You Can’t Patent a Good User Experience
Updated: April 18, 2014
Working as a professional interface designer for many years now, I have yet to hear any complaints from my clients about one website looking too similar to another. It appears to me that this type of plagiarizing has become much less of an issue because users, clients, and designers are all beginning to focus on good UX and clean, simple UI and not whether the same solution has already been implemented elsewhere.
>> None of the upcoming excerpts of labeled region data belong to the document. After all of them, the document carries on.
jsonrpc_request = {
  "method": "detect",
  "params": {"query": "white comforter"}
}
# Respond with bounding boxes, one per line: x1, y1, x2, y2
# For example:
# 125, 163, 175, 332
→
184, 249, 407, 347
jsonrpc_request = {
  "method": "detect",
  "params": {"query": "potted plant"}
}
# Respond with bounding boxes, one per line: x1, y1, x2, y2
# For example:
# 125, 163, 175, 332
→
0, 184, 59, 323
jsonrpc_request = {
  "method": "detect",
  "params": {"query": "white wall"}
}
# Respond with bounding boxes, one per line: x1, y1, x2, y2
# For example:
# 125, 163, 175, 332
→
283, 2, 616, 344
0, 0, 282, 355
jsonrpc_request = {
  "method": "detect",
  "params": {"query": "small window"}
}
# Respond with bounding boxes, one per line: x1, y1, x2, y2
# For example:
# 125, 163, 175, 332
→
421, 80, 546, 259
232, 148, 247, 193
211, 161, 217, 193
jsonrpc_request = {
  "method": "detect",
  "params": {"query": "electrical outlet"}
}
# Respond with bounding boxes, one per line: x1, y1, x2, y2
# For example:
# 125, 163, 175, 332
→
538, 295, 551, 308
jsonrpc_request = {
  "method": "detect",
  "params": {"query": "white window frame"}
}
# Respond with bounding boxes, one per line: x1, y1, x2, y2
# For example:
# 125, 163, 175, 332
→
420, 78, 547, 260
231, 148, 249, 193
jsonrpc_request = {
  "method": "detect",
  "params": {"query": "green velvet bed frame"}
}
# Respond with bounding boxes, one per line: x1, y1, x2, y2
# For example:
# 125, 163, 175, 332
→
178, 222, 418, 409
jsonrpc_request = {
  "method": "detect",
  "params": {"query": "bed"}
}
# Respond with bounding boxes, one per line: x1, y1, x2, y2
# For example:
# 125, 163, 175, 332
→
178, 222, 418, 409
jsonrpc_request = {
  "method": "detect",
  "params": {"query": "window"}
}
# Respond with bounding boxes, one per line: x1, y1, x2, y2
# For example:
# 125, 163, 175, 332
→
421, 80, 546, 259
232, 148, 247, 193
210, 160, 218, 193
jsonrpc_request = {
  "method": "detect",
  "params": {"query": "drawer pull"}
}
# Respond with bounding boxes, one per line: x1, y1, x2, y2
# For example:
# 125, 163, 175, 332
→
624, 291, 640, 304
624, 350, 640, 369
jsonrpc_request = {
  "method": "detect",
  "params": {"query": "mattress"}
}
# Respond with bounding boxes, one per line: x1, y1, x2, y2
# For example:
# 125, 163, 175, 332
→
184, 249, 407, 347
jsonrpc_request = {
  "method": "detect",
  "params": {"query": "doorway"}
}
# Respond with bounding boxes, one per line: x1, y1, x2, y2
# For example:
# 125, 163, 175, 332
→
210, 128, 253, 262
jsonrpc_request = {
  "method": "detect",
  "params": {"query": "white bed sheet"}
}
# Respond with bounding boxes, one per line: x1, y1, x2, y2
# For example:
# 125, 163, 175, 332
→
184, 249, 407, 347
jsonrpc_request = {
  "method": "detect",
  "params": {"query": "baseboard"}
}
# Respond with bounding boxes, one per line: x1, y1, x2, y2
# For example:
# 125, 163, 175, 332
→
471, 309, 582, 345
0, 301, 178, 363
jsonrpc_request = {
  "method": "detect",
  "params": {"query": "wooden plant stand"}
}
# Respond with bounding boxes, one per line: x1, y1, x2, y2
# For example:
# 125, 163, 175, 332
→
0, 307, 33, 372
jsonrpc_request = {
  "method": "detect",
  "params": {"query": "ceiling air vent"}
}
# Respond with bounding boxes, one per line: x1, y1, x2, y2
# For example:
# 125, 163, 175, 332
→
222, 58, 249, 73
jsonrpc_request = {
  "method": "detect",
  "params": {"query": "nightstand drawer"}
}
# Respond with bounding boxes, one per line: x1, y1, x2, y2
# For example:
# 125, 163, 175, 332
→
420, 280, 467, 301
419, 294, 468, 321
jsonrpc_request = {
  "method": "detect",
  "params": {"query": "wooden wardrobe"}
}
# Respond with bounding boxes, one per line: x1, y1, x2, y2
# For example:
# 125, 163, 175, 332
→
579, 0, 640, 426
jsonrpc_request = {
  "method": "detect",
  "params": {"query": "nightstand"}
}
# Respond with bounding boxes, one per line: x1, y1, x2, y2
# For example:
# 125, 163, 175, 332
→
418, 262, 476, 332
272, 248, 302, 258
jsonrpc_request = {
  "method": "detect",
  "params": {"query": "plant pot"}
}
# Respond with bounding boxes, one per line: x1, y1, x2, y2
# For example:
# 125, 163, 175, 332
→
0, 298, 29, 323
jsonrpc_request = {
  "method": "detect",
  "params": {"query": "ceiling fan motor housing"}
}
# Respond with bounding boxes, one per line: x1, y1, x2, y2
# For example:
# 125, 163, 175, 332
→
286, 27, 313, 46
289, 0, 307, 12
I believe that every company is different and therefore has different needs, making it unique. So, making the UI or UX unique is generally not hard to do because I’m designing for the clients specific needs, not to satisfy my own creative desires. But let’s face it, websites have things in common and sometimes those needs overlap.
UX Solves Problems
User interface design and user experience design are about problem-solving and the way things work. Ideally, websites have clearly defined goals and objectives. In other words, they intend to solve a problem. If 5 clients are trying to solve the same problem, it probably makes sense to solve the problem in the same way. It would be silly (not to mention costly) to think up 5 different solutions to the same problem.
User experience design is about implementing appropriate solutions, not about the uniqueness of each solution.
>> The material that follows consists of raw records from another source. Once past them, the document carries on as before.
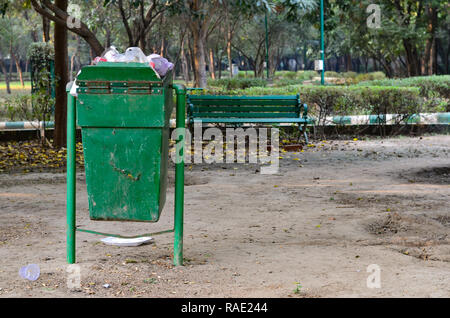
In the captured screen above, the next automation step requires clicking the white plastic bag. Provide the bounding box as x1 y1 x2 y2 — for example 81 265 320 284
147 54 173 76
125 47 147 63
93 46 174 76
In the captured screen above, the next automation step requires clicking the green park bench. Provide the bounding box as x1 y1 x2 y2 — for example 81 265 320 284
187 94 310 143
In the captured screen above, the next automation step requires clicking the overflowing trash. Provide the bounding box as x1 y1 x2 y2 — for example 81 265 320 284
94 46 174 76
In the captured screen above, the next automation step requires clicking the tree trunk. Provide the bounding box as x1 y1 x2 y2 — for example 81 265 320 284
11 52 25 87
42 16 50 42
209 48 216 80
193 32 207 88
0 58 11 94
53 0 68 148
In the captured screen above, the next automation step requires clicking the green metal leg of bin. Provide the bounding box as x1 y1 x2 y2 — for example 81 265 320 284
173 85 186 266
67 94 76 264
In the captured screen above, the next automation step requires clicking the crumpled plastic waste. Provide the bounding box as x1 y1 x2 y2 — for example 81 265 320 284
93 46 174 76
147 54 173 76
19 264 41 281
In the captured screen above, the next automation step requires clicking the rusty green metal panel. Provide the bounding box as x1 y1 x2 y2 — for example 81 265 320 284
76 63 173 222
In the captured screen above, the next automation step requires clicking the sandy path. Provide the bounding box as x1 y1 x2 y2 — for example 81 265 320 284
0 136 450 297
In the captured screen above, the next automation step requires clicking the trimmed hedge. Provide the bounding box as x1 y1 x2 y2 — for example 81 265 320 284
358 75 450 99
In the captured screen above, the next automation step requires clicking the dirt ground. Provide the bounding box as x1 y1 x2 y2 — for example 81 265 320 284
0 136 450 298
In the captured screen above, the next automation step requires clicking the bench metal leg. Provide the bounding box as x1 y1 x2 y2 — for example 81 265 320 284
298 125 309 144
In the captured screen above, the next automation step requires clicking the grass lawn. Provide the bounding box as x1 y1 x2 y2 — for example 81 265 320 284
0 81 31 99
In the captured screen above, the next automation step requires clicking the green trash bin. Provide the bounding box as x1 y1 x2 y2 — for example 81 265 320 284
76 62 173 222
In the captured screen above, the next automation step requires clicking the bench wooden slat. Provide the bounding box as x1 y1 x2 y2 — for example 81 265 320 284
193 105 299 113
194 117 307 124
193 112 299 118
187 94 308 143
189 95 299 100
189 98 298 106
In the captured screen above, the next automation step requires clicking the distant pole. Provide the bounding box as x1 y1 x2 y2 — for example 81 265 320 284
265 11 269 79
320 0 325 85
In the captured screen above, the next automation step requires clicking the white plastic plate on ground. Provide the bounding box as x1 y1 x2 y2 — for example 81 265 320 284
101 236 153 246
One of my favorite UX patterns in web design is when the search bar completely replaces the navigation system. This is a technique I imagined on my own while designing the Klein Steel website. I certainly wasn’t the first person to think of this functionality, but I hadn’t seen it executed the same way anywhere else and it just made sense to me.
Is It Plagiarism?
Nope. It’s not much different than people needing a method of transportation and 100 different companies producing cars. To me, this is nothing more than solving a complex problem with a clever solution and enhancing the experience of everyone using the website. If the solution happens to work well for another website, then it should be used there too.
I think good UX patterns should be shared as often and as widely as possible because their purpose is to make peoples lives easier and that is something I believe should be available to everyone. It’s also one of the reasons why I am so passionate about contributing my talents, knowledge, and experience freely to the field of web design and development.
You can’t patent a good user experience.